Well, then it's going to be this times one-half. So it's gonna be 741 times one-half times one-half. So we're going to multiply by one-half again, and so this is the same thing as 741 times one-half squared.
And then let's just think about if we wait another five thousand seven hundred thirty years. So three times five thousand seven hundred thirty, well then it's going to be one-half times this. So it's going to be 741; this times one-half is going to be one-half to the third power.
So you might notice a little bit of a pattern here. However many half-lives we have, we're going to multiply, we're going to raise one-half to that power and then multiply it times our initial mass. This is one half-life has gone by, two half-lives we have an exponent of two, and three half-lives we multiply by three. Sorry, we multiply by one-half three times.
So what's going to be a general way to express m of t? Well, m of t is going to be our initial value 741 times, and you might already be identifying this as an exponential function. We're going to multiply times this number which we could call our common ratio, as many half-lives have passed by.
So how do we know how many half-lives have passed by? Well, we could take t and we can divide it by the half-life and try to test this out. When t equals zero, it's going to be one-half to the zero power, which is just one, and we're just going to have 741. When t is equal to 5730, this exponent is going to be one, which we want it to be.

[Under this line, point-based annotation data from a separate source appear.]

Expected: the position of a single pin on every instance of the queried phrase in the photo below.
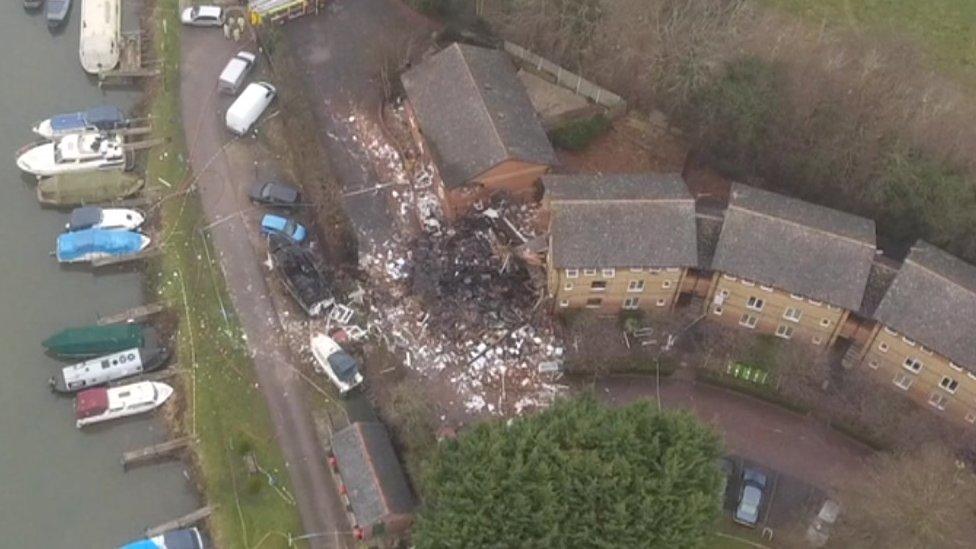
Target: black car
(273, 193)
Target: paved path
(790, 443)
(225, 173)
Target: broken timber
(156, 451)
(182, 522)
(132, 315)
(108, 261)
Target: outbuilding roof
(803, 248)
(371, 473)
(474, 112)
(933, 301)
(626, 220)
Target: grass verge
(222, 405)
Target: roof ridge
(797, 224)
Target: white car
(341, 368)
(203, 16)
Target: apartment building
(923, 343)
(788, 268)
(618, 242)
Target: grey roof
(933, 301)
(636, 220)
(474, 112)
(371, 472)
(796, 246)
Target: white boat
(98, 405)
(93, 217)
(101, 34)
(79, 152)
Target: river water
(59, 487)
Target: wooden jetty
(133, 315)
(154, 452)
(182, 522)
(109, 261)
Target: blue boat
(103, 118)
(189, 538)
(91, 244)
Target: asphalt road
(225, 169)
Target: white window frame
(903, 381)
(793, 318)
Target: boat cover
(83, 218)
(91, 402)
(76, 245)
(95, 340)
(105, 117)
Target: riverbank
(220, 403)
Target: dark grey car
(277, 194)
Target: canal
(59, 487)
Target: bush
(576, 135)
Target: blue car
(289, 228)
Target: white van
(247, 108)
(233, 76)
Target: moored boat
(101, 118)
(56, 12)
(94, 340)
(74, 189)
(102, 370)
(188, 538)
(91, 244)
(93, 217)
(98, 405)
(76, 152)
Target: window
(938, 401)
(913, 365)
(903, 381)
(949, 384)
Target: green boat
(88, 341)
(77, 189)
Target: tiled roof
(474, 112)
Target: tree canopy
(577, 475)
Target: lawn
(223, 407)
(944, 29)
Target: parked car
(751, 496)
(203, 16)
(272, 193)
(331, 360)
(819, 531)
(284, 226)
(235, 72)
(248, 107)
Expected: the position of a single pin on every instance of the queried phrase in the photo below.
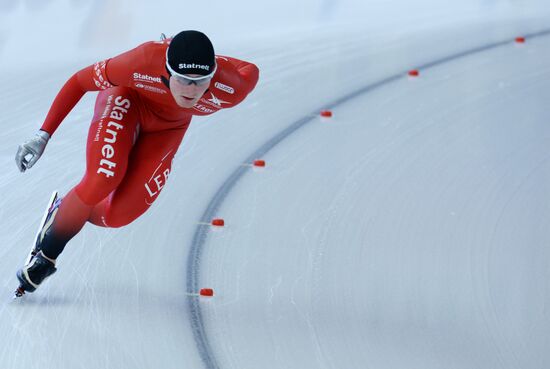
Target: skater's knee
(92, 191)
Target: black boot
(33, 274)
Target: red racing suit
(136, 129)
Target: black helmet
(191, 52)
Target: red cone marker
(218, 222)
(207, 292)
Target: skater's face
(187, 92)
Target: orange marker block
(218, 222)
(207, 292)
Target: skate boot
(37, 266)
(46, 225)
(33, 274)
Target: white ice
(408, 231)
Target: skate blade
(19, 292)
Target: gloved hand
(30, 151)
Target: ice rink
(409, 230)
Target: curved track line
(201, 231)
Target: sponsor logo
(193, 66)
(99, 76)
(146, 78)
(225, 88)
(203, 108)
(215, 101)
(158, 179)
(150, 88)
(106, 166)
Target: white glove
(30, 151)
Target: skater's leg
(148, 170)
(110, 141)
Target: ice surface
(408, 231)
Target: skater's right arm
(96, 77)
(99, 76)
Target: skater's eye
(187, 81)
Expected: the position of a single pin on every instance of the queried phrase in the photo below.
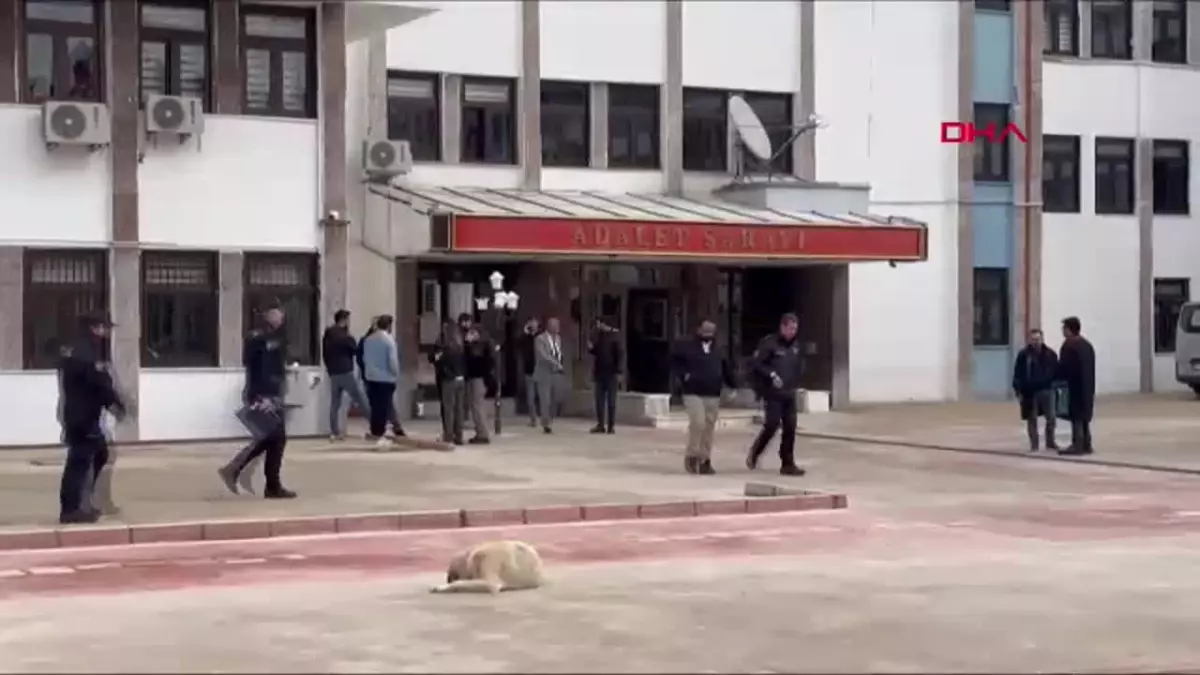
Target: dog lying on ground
(493, 567)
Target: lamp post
(501, 303)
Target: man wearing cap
(265, 358)
(87, 390)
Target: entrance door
(648, 342)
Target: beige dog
(493, 567)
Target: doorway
(648, 341)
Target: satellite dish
(750, 127)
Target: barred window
(60, 286)
(179, 309)
(291, 281)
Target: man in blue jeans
(339, 351)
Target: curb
(234, 530)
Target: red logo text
(967, 132)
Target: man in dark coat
(1033, 375)
(1077, 368)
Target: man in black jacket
(605, 350)
(778, 365)
(1033, 375)
(265, 357)
(88, 390)
(702, 370)
(340, 353)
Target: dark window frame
(1164, 48)
(484, 150)
(1060, 193)
(61, 31)
(1054, 13)
(425, 148)
(173, 39)
(706, 133)
(1170, 296)
(54, 306)
(629, 114)
(276, 47)
(1109, 187)
(303, 340)
(202, 299)
(1171, 155)
(985, 167)
(1116, 40)
(561, 113)
(989, 333)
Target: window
(1170, 45)
(1061, 27)
(291, 280)
(634, 126)
(489, 121)
(993, 5)
(414, 113)
(61, 51)
(991, 306)
(59, 287)
(991, 157)
(1060, 174)
(775, 112)
(706, 129)
(1170, 294)
(1113, 29)
(1114, 175)
(1171, 177)
(565, 124)
(179, 310)
(277, 48)
(175, 48)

We’re going to multiply our initial value by one-half once. When this exponent is two, times five thousand, when t is two times five thousand seven hundred thirty, well then the exponent is going to be two, and we're going to multiply by one-half twice. It's gonna be one-half to the second power, and it's going to work for everything in between.
When we are a fraction of a half-life along, we're gonna get a non-integer exponent, and that too will work out. And so this is our function. We are done. We have written our function m that models the mass of carbon 14 remaining t years since the initial measurement.